Opinión

Contra el virus de la polarización

La democracia no es perfecta, pero es el mejor sistema político posible. Cuidar la democracia es defender las libertades, la prosperidad, la equidad. Pero la calidad democrática no solo exige que se celebren elecciones, sino que también se garanticen la pluralidad informativa y la libertad de prensa, el estado de derecho y la independencia judicial, la ejemplaridad frente a la corrupción. Entre los males que actualmente dañan a las democracias está la creciente polarización.

La polarización política e ideológica implica que la ciudadanía tiende a concentrarse en polos políticos extremos y opuestos, abandonando posiciones moderadas y tolerantes, más proclives a acuerdos. Sabemos que la izquierda y la derecha tienen preferencias distintas, por lo que debemos asumir que el debate político y la contienda electoral sí son consustanciales a la democracia. Pero la polarización actual va más allá, implica un salto cualitativo con enormes riesgos porque conlleva polarización afectiva más que debate racional, genera extremismo creciente y reduce exigencias de buen gobierno al promover el sectarismo.

En primer lugar, la polarización afectiva está basada en afectos, es decir, en sentimientos, odios y amores que van más allá del pensamiento crítico y racional. Supone adhesión y pasión por los propios, y rechazo y aversión hacia los otros. Aquellos ciudadanos que se sitúan en un polo sienten y defienden a su grupo como propio y consideran ajeno al resto, pudiendo percibir a los grupos ajenos como un riesgo o amenaza. Así, en vez de pretender ganar electoralmente a los rivales se busca atacarles y dañarles, y los oponentes políticos pueden llegar a ser considerados enemigos en vez de adversarios, de modo que el debate y la competición electoral pasan a ser confrontación y ataque.

Por otra parte, la polarización implica un movimiento centrífugo hacia polos ideológicos extremos, de modo que es caldo de cultivo para fomenter el extremismo e incluso para conllevar una dinámica de divergencia creciente. Digamos que en esta confrontación política cada polo extremo reafirma las adscripciones y lealtades de sus propios y no aspira a coincidencias con el otro polo. Puede generarse un círculo vicioso de polarización creciente hacia los extremos del que es difícil salir, lo cual fortalece a los extremistas y reduce a los moderados. Frente al espíritu de consenso de la transición política española, nuestra democracia experimenta actualmente el virus de la polarización, que realmente se ha convertido en una pandemia a nivel global.

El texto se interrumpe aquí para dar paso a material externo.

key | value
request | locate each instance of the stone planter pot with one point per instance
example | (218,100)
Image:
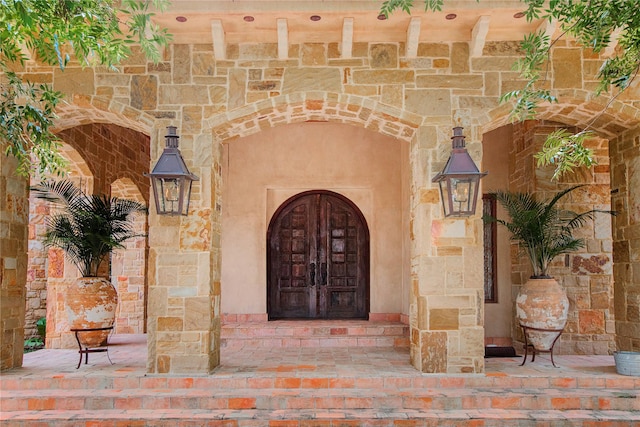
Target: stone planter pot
(542,308)
(91,302)
(627,362)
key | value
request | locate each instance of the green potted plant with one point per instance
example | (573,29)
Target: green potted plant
(543,231)
(88,228)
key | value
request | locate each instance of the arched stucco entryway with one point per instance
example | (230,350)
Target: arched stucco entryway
(318,259)
(263,170)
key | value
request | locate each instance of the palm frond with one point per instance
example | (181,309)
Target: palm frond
(541,228)
(87,227)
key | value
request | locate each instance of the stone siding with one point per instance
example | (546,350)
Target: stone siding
(14,217)
(214,101)
(625,181)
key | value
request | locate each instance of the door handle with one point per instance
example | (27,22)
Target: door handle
(313,273)
(323,274)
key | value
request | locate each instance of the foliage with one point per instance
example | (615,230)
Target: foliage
(541,228)
(91,32)
(86,227)
(595,24)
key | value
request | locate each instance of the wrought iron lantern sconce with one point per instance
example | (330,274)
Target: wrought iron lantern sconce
(171,179)
(459,180)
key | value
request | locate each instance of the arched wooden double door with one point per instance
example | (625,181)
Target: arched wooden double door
(318,259)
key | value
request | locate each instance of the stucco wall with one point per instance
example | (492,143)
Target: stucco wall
(263,170)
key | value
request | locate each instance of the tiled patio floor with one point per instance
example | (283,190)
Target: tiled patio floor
(129,354)
(313,387)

Finalmente, la polarización puede generar una adscripción o alistamiento que idealiza acríticamente lo propio y niega cualquier virtud a lo ajeno, apostando por un hooliganismo que reduce las exigencias de responsabilidad y ejemplaridad. De este modo, frente al análisis riguroso y racional, el debate político se llena de sectarismo y de confrontación entre bloques ideológicos dispuestos a ver “la paja en el ojo ajeno pero no la viga en el propio”. Así, los seguidores de un líder estarán dispuestos a consentirle pautas más autoritarias, antidemocráticas o corruptas. El caso de los seguidores de Trump en Estados Unidos es revelador en política comparada, pero existen muchos ejemplos en las democracias actuales. Ese sectarismo impide una ciudadanía reflexiva, crítica y racional, tan necesaria en democracia.

Despolarizar nuestras sociedades es un reto vital para el futuro y solvencia de las democracias. Solo puede hacerse con conciencia ciudadana. Entendiendo la política como espacio de debate reflexivo y racional, reduciendo el peso de los extremismos y populismos, exigiendo responsabilidades a los representantes con independencia de la adscripción partidista. Nos jugamos la calidad democrática y el buen gobierno.